Según la página especializada en armas y guerras https://spacesecuritylexicon.org/ estas tecnologías utilizan balas, bombas, misiles balísticos, artillería y ojivas explosivas que pueden utilizarse para golpear directamente al tener un componente de destrucción por impacto.
“Un acto cinético o hard-kill puede llevarse a cabo de diferentes maneras:
“Los ASAT de ascenso directo se lanzan desde la Tierra (tierra, mar o aire) para colocar un vehículo de destrucción cinética en una trayectoria balística a través del espacio. Una vez que el vehículo de destrucción cinética se ha separado del vehículo de lanzamiento, sigue al objeto espacial que constituye el objetivo de la operación hostil para golpearlo en una colisión a hipervelocidad.
“Los ASAT coorbitales ponen en órbita un interceptor, que es maniobrado mediante una operación de encuentro y proximidad (RPO) para situarlo cerca de su objetivo y que puede dañar o destruir su objetivo mediante una colisión directa, la detonación en las proximidades del objetivo para crear fragmentos de metralla, la liberación de fragmentos que colisionarían con el objetivo o el uso de un brazo robótico para dañar o inutilizar el objetivo”, dice la página.

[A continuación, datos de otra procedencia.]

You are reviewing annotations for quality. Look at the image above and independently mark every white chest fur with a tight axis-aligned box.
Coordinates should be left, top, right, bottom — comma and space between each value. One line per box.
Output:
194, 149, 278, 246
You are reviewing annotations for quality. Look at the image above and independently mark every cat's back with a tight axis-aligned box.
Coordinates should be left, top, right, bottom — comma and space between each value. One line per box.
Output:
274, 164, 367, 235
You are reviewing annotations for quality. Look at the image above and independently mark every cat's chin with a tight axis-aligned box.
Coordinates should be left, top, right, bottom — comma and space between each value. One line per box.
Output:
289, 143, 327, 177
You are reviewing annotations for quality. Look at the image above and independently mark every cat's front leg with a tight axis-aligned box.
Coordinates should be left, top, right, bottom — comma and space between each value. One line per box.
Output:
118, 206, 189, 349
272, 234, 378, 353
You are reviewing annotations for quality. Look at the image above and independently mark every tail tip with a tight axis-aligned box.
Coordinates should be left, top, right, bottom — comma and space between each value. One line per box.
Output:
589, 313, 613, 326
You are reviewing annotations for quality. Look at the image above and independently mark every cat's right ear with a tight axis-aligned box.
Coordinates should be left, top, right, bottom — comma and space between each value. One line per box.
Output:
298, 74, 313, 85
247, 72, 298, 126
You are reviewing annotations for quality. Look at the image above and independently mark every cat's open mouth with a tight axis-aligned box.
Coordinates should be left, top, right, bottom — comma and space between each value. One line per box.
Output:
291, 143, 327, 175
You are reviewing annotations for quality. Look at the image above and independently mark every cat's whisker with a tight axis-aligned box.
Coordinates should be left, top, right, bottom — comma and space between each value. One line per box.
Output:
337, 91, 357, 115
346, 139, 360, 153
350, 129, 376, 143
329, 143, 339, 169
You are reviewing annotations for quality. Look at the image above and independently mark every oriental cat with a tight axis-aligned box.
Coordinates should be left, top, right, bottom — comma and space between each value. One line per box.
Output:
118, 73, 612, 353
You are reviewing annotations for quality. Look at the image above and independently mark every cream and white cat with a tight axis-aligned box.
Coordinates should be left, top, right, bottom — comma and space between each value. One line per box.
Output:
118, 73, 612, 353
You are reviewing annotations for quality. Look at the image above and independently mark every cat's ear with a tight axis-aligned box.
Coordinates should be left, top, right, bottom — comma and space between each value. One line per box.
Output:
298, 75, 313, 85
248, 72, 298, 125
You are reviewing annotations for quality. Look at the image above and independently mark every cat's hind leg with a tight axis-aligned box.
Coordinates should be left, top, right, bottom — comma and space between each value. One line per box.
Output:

Esas condiciones de “extraterritorialidad” incluso permiten que el país que use este tipo de ataque guarde silencio, si así lo quisiera, sobre su autoría o la reivindique como eficaz si las condiciones políticas lo ameritan.
Por el momento, Estados Unidos no publica cuál fue el arma usada ni desde dónde se “envió” pero el ataque cinético contra Niño Guerrero crea un precedente y alerta a todos los bandidos, terroristas, narcos y guerrilleros que ven así que no tienen un lugar seguro dónde refugiarse.